Não tenho dúvidas de que foram cometidos erros na CGD, alguns por incúria, outros de forma consciente (em prejuízo de todos os contribuintes e em beneficio de algumas partes interessadas). Mas é preciso lembrar o seguinte: a CGD é o maior banco em Portugal, logo, estava mais exposta do que os bancos privados aos sectores da construção e imobiliário, a base da economia nacional no passado recente. Com a crise financeira, a entrada da troika, a perda de acesso ao financiamento e o elevado desemprego, as contas tinham de se afundar.
Os bancos privados reagiram com venda de activos, aumentos de eficiência e reforços de capital. A CGD tentou o mesmo, mas com menos apoio financeiro do seu accionista, devido às regras europeias. Não vi o anterior Governo defender o reforço da CGD e até desconfio que não se importava de privatizar parte do banco.
Quatro mil milhões é muito dinheiro? É. Mesmo que sejam dois mil milhões, também é muito dinheiro. Mas prefiro pagar essa factura para ter uma CGD sólida do que pagar a conta do fim do Banif. Para fazer bem as contas, era preciso ver quanto é o Estado já ali colocou, e quanto é que já recebeu de volta, seja em dividendos, juros do capital contingente (os chamados CoCo’s) e das emissões de dívida garantidas pelo Estado.
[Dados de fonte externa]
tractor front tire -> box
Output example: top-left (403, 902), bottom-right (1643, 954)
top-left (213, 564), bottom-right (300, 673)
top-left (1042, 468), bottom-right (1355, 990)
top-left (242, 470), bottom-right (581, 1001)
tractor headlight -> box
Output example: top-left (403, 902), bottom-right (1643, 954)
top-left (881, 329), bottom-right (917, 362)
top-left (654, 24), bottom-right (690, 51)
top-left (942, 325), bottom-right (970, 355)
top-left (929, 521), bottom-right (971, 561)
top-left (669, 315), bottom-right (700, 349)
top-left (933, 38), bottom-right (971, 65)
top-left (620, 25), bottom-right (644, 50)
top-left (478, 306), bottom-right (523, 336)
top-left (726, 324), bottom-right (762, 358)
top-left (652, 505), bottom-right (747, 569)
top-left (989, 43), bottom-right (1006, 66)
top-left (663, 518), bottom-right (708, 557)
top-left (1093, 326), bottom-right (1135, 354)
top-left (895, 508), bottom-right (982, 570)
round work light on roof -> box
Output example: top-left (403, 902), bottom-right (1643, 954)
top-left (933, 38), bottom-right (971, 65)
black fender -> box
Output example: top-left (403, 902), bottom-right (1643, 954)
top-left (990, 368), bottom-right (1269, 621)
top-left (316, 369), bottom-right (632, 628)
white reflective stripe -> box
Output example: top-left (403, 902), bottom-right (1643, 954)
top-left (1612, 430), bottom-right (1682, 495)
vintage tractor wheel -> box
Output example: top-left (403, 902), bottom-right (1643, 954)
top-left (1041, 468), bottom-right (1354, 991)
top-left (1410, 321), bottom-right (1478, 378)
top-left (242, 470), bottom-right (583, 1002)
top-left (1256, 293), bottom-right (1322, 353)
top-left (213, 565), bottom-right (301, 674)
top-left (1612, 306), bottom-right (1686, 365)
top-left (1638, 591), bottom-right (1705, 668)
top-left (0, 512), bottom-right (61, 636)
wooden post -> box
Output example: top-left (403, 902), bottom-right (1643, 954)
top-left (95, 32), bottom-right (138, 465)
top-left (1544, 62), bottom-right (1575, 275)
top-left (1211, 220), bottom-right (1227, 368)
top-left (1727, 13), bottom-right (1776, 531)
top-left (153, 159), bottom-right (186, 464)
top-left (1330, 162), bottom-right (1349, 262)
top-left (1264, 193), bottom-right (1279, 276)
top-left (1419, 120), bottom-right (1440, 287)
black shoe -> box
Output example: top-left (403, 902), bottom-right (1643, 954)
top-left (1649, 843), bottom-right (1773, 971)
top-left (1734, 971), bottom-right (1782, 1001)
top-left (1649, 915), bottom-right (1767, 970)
No caso dos CoCo’s, o valor pago em juros vai já em 303,1 milhões de euros, ou seja, mais de um terço do que o banco deve ao Estado. Quanto ao que já foi pago pelo apoio do Estado na emissão de dívida, não se sabe o valor, apesar de o PÚBLICO ter questionado o Ministério das Finanças nesse sentido (tal como não enviou os dados solicitados sobre o pagamento de juros dos Coco’s por cada banco, o que mostra uma falta de transparência que não devia existir).
A questão política à volta da CGD está também a relegar para um plano secundário o que devia estar no centro: que banco público vamos ter, e queremos ter, após a aplicação das exigências de Bruxelas que virão ligadas à recapitalização? Quantas pessoas vão ser despedidas (ou sair do banco, por mútuo acordo), onde é que vão fechar agências, e que activos terão de ter vendidos?
Há ainda um outro aspecto de importância fulcral: o que é que o Governo está a fazer para garantir, em termos de governação, de transparência e de divulgação de informação, para que não haja mais casos como o do Vale do Lobo (para citar apenas um, ligado a Armando Vara)? Neste aspecto, o Governo tem ainda muito caminho para percorrer. No caso Banif, duas das principais explicações do real valor da factura do banco surgiram através de artigos de opinião do secretário de Estado adjunto do Tesouro e Finanças, Ricardo Mourinho Félix, e não via oficial.
Os políticos têm um papel fundamental a cumprir no que respeita ao banco do Estado. Mas se a política for como tem sido, vamos então ter uma comissão de inquérito sobre a CGD, e pouco se fará para evitar uma outra no futuro.